Saturday, October 1 2022

CALGARY, Alta., August 11, 2022 /CNW/ – Enerplus Corporation (“Enerplus” or the “Company”) (TSX: ERF) (NYSE: ERF) today announced the acceptance by the Toronto Stock Exchange (the “TSX”) of its notice of normal course issuer bid (the auction”).

Pursuant to the Offer, Enerplus is offering to purchase through the TSX, New York Stock Exchange and/or other trading systems, from time to time over the next 12 months, if deemed desirable, up to 23,140,231 common shares, or 10% of the public float of Enerplus (as defined by TSX rules) at August 4, 2022.

Enerplus believes that, from time to time, the market price of its common shares trades in a price range that does not adequately reflect their underlying value. Accordingly, Enerplus has concluded that the repurchase of Common Shares for cancellation may represent an attractive investment which will increase the proportionate ownership interest in the Company of all remaining shareholders of the Company and will be beneficial to them.

The offer will be made in accordance with the normal course issuer bid rules of the TSX and/or the rule 10b-18 under the United States Stock Exchange Act of 1934, as amended, which contain restrictions on the number of Common Shares that may be purchased in a single day, subject to certain exceptions for bulk purchases, based on average daily trading volumes of Enerplus Common Shares at the applicable exchange. Subject to exceptions for bulk purchases, Enerplus will limit daily purchases of Common Shares on the TSX under the Offer to no more than 25% (424,314 Common Shares) of the average daily trading volume on the common shares on the TSX (1,697,260 common shares) on any trading day. Common Shares purchased under the Offer will be cancelled.

Enerplus is authorized to make purchases during the August 16, 2022 at August 15, 2023 or until the offer is completed or terminated at Enerplus’ option. Purchases under the Offer will be made by way of open market purchases at market prices, as well as other means permitted by the applicable securities authorities, including private agreements. Any purchase made by private agreement under an issuer bid exemption order issued by a securities regulatory authority will be made at a discount to the prevailing market price, as provided in any exemption order.

Enerplus has entered into an automatic purchase plan prior to the commencement of any purchases under the Offer with a broker that will allow Enerplus to provide standard instructions and purchase Common Shares in the open market during trading periods. self-imposed ban. Outside of these blackout periods, common shares may be purchased at management’s discretion.

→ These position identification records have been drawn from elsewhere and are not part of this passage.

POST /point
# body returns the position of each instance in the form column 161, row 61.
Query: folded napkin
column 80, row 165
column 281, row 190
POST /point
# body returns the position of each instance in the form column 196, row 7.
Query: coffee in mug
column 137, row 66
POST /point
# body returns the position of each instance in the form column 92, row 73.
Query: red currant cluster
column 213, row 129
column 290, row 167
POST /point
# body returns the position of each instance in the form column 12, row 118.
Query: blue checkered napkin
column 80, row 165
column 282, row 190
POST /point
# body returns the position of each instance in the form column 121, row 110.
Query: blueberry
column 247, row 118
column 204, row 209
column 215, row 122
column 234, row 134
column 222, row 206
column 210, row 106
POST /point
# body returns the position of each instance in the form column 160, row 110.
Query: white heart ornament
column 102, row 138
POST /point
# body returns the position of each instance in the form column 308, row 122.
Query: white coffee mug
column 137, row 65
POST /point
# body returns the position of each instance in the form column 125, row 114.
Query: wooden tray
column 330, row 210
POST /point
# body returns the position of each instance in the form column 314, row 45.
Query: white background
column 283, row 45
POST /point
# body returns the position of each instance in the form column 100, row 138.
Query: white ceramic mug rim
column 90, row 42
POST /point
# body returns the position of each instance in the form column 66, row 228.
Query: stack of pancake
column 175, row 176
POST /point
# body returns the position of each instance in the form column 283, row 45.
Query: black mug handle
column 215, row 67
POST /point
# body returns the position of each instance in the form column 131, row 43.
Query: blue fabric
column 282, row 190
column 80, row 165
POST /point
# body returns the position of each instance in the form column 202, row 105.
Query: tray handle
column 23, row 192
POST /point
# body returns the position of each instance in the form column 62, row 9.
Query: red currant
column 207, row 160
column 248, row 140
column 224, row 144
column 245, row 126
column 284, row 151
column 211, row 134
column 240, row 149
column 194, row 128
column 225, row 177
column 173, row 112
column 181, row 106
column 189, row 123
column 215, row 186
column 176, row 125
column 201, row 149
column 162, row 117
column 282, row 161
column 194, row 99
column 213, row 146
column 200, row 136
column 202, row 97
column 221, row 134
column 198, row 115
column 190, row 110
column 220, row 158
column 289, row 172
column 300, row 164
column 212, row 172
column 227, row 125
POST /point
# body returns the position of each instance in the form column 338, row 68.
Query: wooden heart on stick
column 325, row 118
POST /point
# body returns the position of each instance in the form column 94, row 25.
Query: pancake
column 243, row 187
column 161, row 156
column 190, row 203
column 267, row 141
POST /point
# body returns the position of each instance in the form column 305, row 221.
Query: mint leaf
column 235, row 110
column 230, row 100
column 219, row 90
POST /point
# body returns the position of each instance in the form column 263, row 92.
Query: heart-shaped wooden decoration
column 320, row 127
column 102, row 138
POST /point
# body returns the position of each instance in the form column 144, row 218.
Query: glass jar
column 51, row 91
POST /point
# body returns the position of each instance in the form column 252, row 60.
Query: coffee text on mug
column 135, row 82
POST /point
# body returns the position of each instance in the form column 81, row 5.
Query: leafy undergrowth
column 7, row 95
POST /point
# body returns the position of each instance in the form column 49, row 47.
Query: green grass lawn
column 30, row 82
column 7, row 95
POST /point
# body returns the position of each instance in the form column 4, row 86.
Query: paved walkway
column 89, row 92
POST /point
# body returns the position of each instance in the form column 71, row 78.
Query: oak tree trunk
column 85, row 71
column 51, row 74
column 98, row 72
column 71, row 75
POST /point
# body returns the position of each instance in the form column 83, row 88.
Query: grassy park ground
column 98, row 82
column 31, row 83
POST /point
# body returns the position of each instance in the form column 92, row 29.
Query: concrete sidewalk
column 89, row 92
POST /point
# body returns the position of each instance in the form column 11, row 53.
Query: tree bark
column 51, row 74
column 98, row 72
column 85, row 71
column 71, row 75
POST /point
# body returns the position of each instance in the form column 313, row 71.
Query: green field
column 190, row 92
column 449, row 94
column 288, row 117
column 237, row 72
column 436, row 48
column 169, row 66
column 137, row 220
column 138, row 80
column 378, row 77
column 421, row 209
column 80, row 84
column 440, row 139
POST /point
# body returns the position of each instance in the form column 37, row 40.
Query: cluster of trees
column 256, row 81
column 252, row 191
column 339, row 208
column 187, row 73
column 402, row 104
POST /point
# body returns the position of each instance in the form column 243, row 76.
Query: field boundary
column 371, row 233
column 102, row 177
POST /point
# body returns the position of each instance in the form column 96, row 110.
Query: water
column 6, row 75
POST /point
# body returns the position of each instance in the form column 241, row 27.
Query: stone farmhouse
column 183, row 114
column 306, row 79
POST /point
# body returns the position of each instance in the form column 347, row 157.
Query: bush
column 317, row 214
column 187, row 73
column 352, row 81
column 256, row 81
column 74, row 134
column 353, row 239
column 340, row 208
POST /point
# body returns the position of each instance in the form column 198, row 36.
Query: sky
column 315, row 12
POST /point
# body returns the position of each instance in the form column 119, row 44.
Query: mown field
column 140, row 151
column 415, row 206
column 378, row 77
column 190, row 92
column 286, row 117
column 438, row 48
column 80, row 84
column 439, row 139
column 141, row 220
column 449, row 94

Under its previous public tender offer, Enerplus repurchased a total of 25,565,811 common shares at a weighted average price of $11.14 per share, excluding brokerage fees, which represents all of the common shares that Enerplus has applied for and has been granted approval to purchase under such prior public offering. Purchases were made on the open market.

About Enerplus

Enerplus is an independent North American exploration and production company focused on creating long-term value for its shareholders through a disciplined capital allocation strategy and a commitment to safe and responsible operations.

Forward-looking statements

Certain statements and other information included in this press release constitute “forward-looking information” within the meaning of applicable Canadian securities laws or constitute “forward-looking statements” within the meaning of applicable United States securities laws (collectively, the “statements forward-looking statements”). All statements in this press release, other than those relating to historical information or current conditions, are forward-looking statements, including, but not limited to, Enerplus’ intention to initiate a offer and the timing, methods and amount of any purchase of common stock under the Offer.

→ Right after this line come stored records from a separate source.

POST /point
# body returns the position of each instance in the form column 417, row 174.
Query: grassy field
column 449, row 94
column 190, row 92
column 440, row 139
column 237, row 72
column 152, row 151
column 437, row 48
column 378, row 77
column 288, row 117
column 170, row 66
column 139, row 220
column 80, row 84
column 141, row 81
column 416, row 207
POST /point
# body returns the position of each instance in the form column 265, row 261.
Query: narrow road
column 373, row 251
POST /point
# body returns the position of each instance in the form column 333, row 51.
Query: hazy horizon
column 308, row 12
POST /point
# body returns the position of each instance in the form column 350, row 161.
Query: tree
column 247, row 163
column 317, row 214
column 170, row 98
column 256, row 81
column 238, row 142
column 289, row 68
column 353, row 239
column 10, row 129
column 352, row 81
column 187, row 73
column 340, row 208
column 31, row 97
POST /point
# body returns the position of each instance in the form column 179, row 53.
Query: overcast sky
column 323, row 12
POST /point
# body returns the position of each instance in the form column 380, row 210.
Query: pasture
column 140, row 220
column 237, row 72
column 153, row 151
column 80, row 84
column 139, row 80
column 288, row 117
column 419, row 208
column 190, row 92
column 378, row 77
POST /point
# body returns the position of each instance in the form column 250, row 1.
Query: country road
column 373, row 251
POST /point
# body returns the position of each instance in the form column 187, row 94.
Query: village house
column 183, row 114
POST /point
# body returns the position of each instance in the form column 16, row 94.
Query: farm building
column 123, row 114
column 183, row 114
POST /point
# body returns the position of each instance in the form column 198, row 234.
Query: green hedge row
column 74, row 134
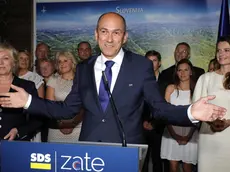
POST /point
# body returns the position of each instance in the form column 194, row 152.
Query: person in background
column 23, row 71
column 214, row 147
column 47, row 69
column 84, row 50
column 213, row 65
column 42, row 51
column 180, row 143
column 153, row 128
column 130, row 88
column 15, row 124
column 58, row 88
column 182, row 51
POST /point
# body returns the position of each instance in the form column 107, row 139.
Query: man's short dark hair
column 123, row 19
column 185, row 44
column 153, row 53
column 83, row 42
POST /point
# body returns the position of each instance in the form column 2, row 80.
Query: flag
column 224, row 26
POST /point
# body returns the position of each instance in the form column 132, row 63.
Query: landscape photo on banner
column 152, row 25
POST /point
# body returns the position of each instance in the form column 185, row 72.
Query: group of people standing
column 138, row 87
column 182, row 84
column 52, row 79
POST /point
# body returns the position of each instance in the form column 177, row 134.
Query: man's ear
column 125, row 37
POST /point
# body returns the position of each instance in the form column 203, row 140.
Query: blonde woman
column 57, row 89
column 23, row 71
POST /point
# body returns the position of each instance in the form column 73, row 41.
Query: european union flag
column 224, row 26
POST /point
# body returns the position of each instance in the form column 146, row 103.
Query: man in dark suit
column 182, row 51
column 131, row 80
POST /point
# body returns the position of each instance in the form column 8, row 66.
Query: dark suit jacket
column 135, row 83
column 17, row 118
column 166, row 77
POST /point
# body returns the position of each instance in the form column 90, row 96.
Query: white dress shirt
column 100, row 66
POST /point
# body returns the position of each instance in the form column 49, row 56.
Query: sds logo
column 40, row 161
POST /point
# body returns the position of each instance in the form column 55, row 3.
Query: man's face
column 84, row 51
column 6, row 62
column 181, row 52
column 42, row 51
column 23, row 60
column 156, row 62
column 110, row 35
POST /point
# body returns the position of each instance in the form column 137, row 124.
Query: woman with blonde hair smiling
column 57, row 89
column 14, row 123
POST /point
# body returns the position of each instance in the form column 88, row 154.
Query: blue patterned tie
column 103, row 94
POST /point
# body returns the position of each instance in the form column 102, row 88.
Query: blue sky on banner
column 154, row 24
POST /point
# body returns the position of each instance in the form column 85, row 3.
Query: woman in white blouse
column 23, row 71
column 58, row 88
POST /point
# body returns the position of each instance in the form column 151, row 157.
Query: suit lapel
column 92, row 81
column 123, row 75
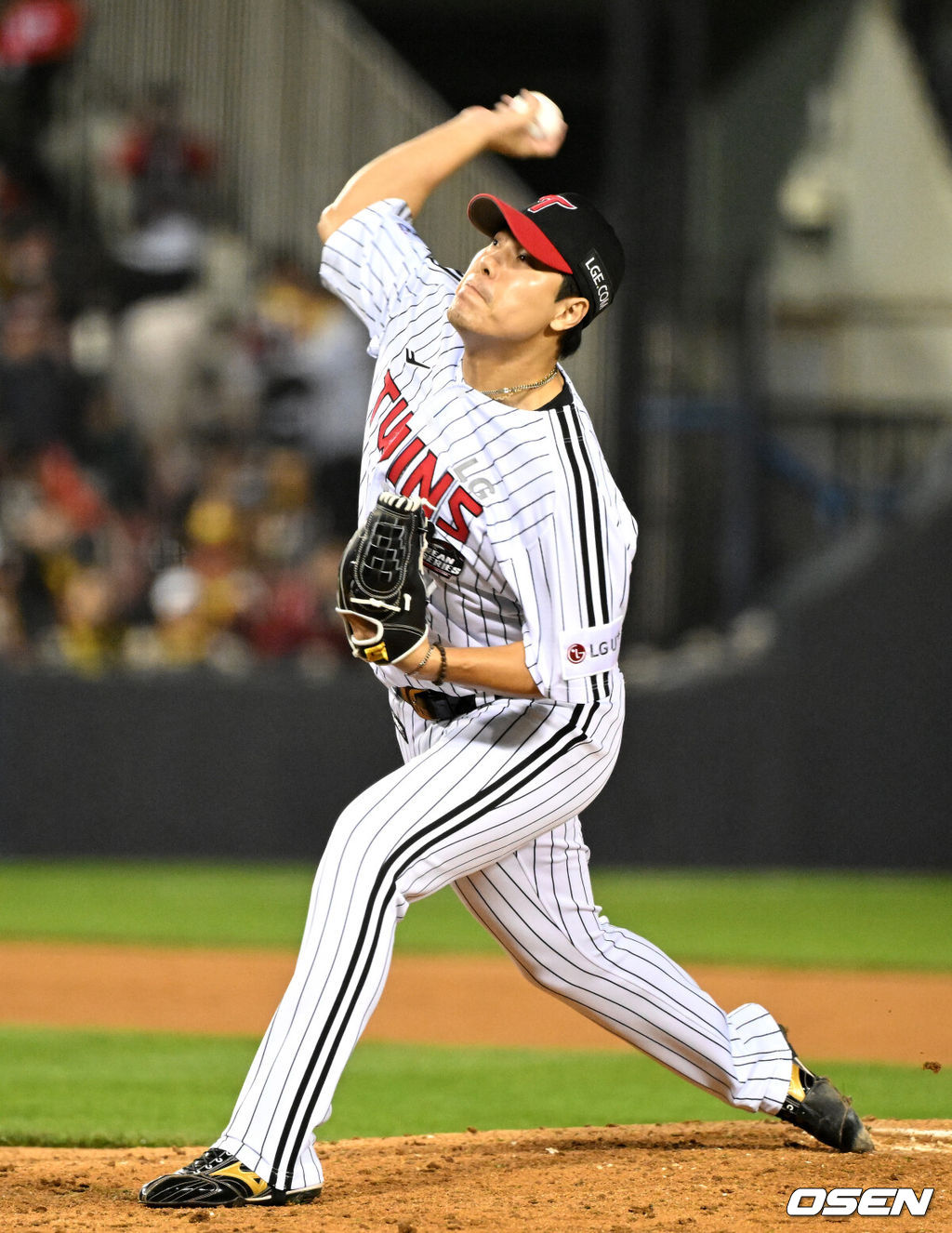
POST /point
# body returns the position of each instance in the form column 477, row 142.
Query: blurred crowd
column 177, row 481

These forward-looking statements are subject to a number of risks and uncertainties, many of which are beyond our control, which could cause actual results to differ materially from these forward-looking statements. All forward-looking statements are qualified by the assumptions set forth or inherent in such forward-looking statements, including the availability of cash for repurchases of Common Shares under the Offer, the existence of other uses of cash resources of ‘Enerplus and compliance with applicable laws and regulations relating to an Offering. Although Enerplus believes that these assumptions are reasonable, this list is not exhaustive of the factors that could affect the forward-looking statements and the reader should not place undue reliance on these assumptions and forward-looking statements.

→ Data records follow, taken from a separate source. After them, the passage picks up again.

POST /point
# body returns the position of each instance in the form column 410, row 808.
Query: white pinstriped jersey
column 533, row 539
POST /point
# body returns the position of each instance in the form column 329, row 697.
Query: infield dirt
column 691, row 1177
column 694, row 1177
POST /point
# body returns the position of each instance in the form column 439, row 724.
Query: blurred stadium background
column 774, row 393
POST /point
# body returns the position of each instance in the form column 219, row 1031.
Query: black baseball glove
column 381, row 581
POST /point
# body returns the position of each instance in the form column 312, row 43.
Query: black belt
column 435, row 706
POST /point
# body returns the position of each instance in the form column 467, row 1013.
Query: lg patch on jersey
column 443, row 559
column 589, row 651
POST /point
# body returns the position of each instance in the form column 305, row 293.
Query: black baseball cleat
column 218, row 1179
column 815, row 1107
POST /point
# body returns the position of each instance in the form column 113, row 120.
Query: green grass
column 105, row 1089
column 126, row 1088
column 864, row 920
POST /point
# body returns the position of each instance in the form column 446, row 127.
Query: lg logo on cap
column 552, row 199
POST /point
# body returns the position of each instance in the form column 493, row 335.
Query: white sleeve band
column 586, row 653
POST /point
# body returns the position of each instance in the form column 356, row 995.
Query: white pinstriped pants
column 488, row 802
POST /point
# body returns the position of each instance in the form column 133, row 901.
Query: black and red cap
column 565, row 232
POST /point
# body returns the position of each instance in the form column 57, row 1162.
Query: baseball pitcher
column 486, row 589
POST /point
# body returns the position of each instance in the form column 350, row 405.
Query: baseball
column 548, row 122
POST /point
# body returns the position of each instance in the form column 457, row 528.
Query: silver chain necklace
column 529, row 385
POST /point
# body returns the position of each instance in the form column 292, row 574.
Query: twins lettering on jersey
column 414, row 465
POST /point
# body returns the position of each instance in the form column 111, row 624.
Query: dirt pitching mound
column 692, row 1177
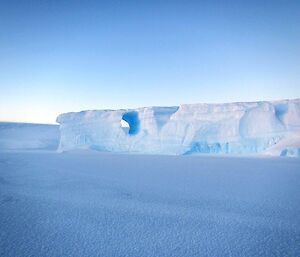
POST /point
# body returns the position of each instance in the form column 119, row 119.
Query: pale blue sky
column 61, row 56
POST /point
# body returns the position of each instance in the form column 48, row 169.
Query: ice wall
column 233, row 128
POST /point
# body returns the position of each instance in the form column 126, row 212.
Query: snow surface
column 97, row 204
column 28, row 136
column 234, row 128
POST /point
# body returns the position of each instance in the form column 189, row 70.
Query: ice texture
column 86, row 203
column 232, row 128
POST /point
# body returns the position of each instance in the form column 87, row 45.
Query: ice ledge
column 231, row 128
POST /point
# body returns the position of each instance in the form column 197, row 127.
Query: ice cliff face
column 234, row 128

Events or circumstances that could cause actual results to differ materially from those set forth in the forward-looking statements include, but are not limited to: general economic, market and business conditions, and other factors detailed from time to time in Enerplus’ reports filed with Canadian securities regulators and the Securities and Exchange Commission United States.

Enerplus disclaims any intention or obligation to update or revise any forward-looking statement contained in this press release as a result of new information or future events, except as may be required under U.S. federal securities laws. applicable or applicable Canadian securities laws.